In 2010, the Kansas Department of Transportation announced plans to install a stoplight at the intersection, with a goal of finishing the project in time for the 2012-13 school year, which begins this week. However, delays in obtaining rights of way, along with the relocation of utility lines, pushed the project back, said KDOT spokeswoman Kim Qualls.

“Right of way and utility is always a big thing on projects,” Qualls said.

Traffic signals should be installed and operational sometime in December, Qualls said. KDOT also will make improvements to the intersection, including the addition and extension of left-turn lanes. Construction on the roughly $600,000 project will begin Aug. 27.

KDOT’s plans for a stoplight came after years of effort by the city of Basehor and other groups to improve safety at the intersection.

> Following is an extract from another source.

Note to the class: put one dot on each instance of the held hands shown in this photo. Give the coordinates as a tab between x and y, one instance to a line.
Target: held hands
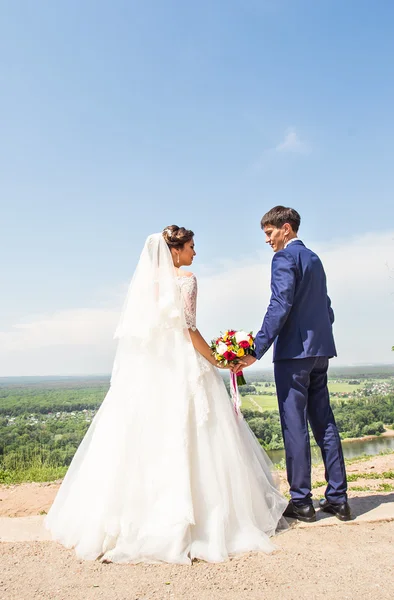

A Tonganoxie teenager died in an accident at the same intersection in 2007. After a series of accidents there in 2010, city, county and school officials asked KDOT to lower the 65 mph speed limit on the highway as it runs through Basehor. After a study — the third one investigating the intersection in a span of four years — KDOT instead announced plans for a stoplight.

“We’re really hoping that’s going to reduce an awful lot of problems with that intersection,” said Basehor Police Chief Lloyd Martley.

Motorists on 158th Street must cross four lanes of traffic on U.S. 24-40 with a hill to the east that obscures their vision. Though Friday was the first time someone died at the intersection in more than five years, Martley said there had been a number of serious accidents and countless close calls there.

“It certainly is another reason why we really pushed to get this stoplight up there, to really help avoid situations like that,” he said.

Martley said he believed the stoplight would go a long way toward keeping drivers safe, but if accidents continue to occur at the intersection, the city won’t hesitate to push KDOT to make it safer, whether that means reducing the speed limit or something else.

“The stoplight is the first step in trying to make it a lot safer,” Martley said.